Realization that this exists and sending a request
At some point in this rabbit hole, I had a very simple thought:
“Wait… Spotify must have the real numbers. Can’t I just… ask for them?”
Turns out: yes, you actually can.
Hidden behind a few menus in your account settings is a privacy/data section where you can request a full export of your Spotify data. Among other things (login logs, account info, etc.), you can ask for your extended streaming history - basically a raw log of what you listened to, when, and for how long.
So I sent the request, forgot about it, and a few days later an email showed up with a link to a zip file.
Inside the archive were several JSON files with names like:
Streaming_History_Audio_2024_0.jsonStreaming_History_Audio_2024_1.json
At last, the source of truth: every play, every skip, every late-night loop of “Sunset” is in there.
To make this comparable to Wrapped, I did a few basic cleanup steps, aggregated play counts for each track, and filtered the top 100. From that, I built Spotify Raw Top 100.

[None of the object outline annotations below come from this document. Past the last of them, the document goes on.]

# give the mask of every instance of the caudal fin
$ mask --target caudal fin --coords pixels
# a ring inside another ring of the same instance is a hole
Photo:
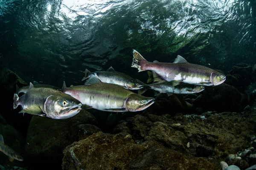
[[[88,69],[86,69],[85,71],[84,71],[84,77],[83,78],[82,81],[84,81],[85,79],[88,79],[89,77],[90,77],[90,75],[91,74],[91,73]]]
[[[16,94],[14,94],[14,95],[13,96],[13,108],[14,109],[17,108],[19,105],[18,101],[19,96],[18,96],[18,95]]]
[[[143,57],[138,51],[135,50],[133,51],[133,59],[131,67],[134,67],[138,68],[138,72],[144,71],[145,65],[147,62],[147,60],[143,58]]]

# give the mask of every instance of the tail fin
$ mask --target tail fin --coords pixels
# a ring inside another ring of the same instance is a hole
[[[20,93],[19,93],[19,91],[20,91],[20,88],[16,84],[16,94],[19,94]]]
[[[90,76],[90,75],[91,75],[91,73],[90,71],[89,71],[88,69],[86,69],[84,71],[84,77],[82,79],[82,81],[84,81],[86,79],[87,79]]]
[[[65,82],[65,81],[63,81],[63,85],[62,85],[62,88],[61,88],[61,91],[63,91],[63,90],[66,88],[67,88],[67,86],[66,85],[66,83]]]
[[[19,105],[18,101],[19,101],[19,96],[16,94],[14,94],[13,96],[13,108],[14,109],[17,108]]]
[[[148,71],[148,79],[147,81],[147,83],[152,82],[154,81],[154,77],[153,76],[153,74],[151,71]]]
[[[135,50],[133,51],[133,59],[131,67],[138,68],[138,72],[144,71],[143,67],[147,61]]]

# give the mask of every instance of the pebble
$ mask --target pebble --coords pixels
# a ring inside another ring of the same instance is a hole
[[[200,116],[200,118],[202,119],[205,119],[205,116]]]
[[[3,166],[0,165],[0,170],[5,170],[5,168]]]
[[[234,165],[231,165],[227,167],[225,170],[241,170],[240,168],[237,166]]]
[[[249,148],[248,148],[247,149],[250,149],[252,151],[253,151],[253,150],[254,150],[255,149],[255,148],[254,148],[254,147],[249,147]]]
[[[245,150],[244,152],[242,152],[242,154],[241,155],[241,157],[245,157],[250,154],[252,153],[253,152],[250,149]]]
[[[180,124],[180,123],[174,123],[172,124],[174,126],[180,126],[181,125],[181,124]]]
[[[226,163],[224,161],[221,161],[221,162],[220,166],[221,166],[221,170],[225,170],[225,169],[226,168],[227,168],[227,167],[228,167],[228,165],[227,164],[227,163]]]
[[[190,147],[190,143],[189,143],[189,142],[188,142],[188,143],[187,144],[187,148],[189,148],[189,147]]]
[[[256,170],[256,165],[253,165],[244,170]]]
[[[254,140],[253,142],[253,143],[252,143],[252,146],[253,147],[256,147],[256,139]]]

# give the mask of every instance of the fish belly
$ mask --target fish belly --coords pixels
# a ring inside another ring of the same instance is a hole
[[[80,97],[80,102],[83,104],[88,105],[100,110],[115,111],[123,108],[124,100],[122,99],[115,98],[110,95],[86,95]],[[124,110],[123,111],[125,111]]]

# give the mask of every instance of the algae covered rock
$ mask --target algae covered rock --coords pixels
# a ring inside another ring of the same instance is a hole
[[[203,91],[201,100],[194,104],[206,111],[239,111],[241,109],[241,94],[236,88],[222,83],[206,87]]]
[[[34,116],[25,145],[28,164],[37,169],[61,169],[63,150],[74,142],[98,132],[99,129],[93,125],[97,124],[93,116],[83,110],[66,119]]]
[[[69,146],[63,154],[64,170],[219,169],[205,158],[186,156],[156,142],[136,144],[125,133],[94,134]]]
[[[9,125],[0,115],[0,134],[3,136],[4,143],[23,156],[23,146],[25,142],[21,135],[12,126]],[[16,160],[11,162],[8,156],[0,152],[0,164],[24,167],[24,162]]]

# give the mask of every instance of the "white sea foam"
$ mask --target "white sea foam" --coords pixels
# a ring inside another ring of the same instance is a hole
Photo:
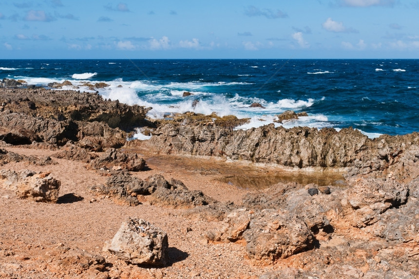
[[[313,73],[308,72],[307,74],[334,74],[334,72],[329,72],[328,71],[319,71],[319,72],[314,72]]]
[[[150,139],[151,136],[146,136],[141,132],[141,130],[139,128],[136,129],[137,132],[134,134],[132,139],[139,139],[141,140],[146,140]]]
[[[0,67],[0,70],[3,71],[15,71],[15,70],[19,70],[20,68],[7,68],[5,67]]]
[[[87,79],[97,74],[97,73],[84,73],[83,74],[75,74],[71,76],[75,79]]]
[[[309,98],[307,101],[303,100],[293,100],[292,99],[283,99],[280,100],[277,104],[281,108],[284,109],[297,109],[298,108],[307,108],[311,107],[314,103],[314,99]]]
[[[370,139],[374,139],[376,138],[380,137],[380,136],[382,134],[379,133],[367,133],[366,132],[364,132],[362,130],[360,130],[360,129],[356,130],[359,130],[361,132],[361,133],[364,134]]]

Comparing top songs according to the raw data and the Wrapped list
Once I had the raw-based top-100 list, I put it side-by-side with the Wrapped playlist.

Long story short - they are not the same. Subjectively, the raw top 20 felt much more like “yes, this is my year in music.”
That’s the qualitative side. Now, let’s look at the numbers.
Computing the metrics for raw-vs-wrapped
I ran exactly the same battery of metrics as before. Here is the updated table:
Table 2: Adding Spotify raw logs into the comparison
| target | edit distance | edit distance (norm) | bubblesort distance | kendall tau | spearman | jaccard | rbo | composite score |
|---|---|---|---|---|---|---|---|---|
| Last.fm | 88 | 0.88 | 0.21 | 0.58 | -0.20 | 0.64 | 0.65 | 0.48 |
| Raw | 93 | 0.93 | 0.17 | 0.67 | -0.21 | 0.70 | 0.61 | 0.46 |
| Shuffled | 99 | 0.99 | 0.49 | 0.03 | 0.04 | 1.00 | 0.08 | 0.34 |
| Swapped | 51 | 0.51 | 0.01 | 0.98 | 0.999 | 1.00 | 0.84 | 0.90 |
| Fake | 100 | 1.00 | 0.50 | -0.01 | -0.86 | 0.00 | 0.00 | 0.00 |
So where does Raw vs Wrapped actually land?
In one sentence: Spotify Wrapped disagrees with Spotify’s own raw listening logs almost exactly as much as it disagrees with Last.fm - both sit around the same mid-range “not random, but not close enough” zone.*
Conclusion? Is there any?
Maybe this whole rabbit hole was just my excuse to dive into ranked-list comparison. Either way, I enjoyed the ride. I’m still not sure what Spotify did or how their numbers ended up being such a mismatch. Is this intentional? Is there a reason or a deliberate bias? I don’t know, and I have no indication that this is the case. I just know that the folks there are sitting on a huge gold mine of cool data, and what they end up doing with it is this mess. It might not bother me as a user, but it offends me as a data scientist.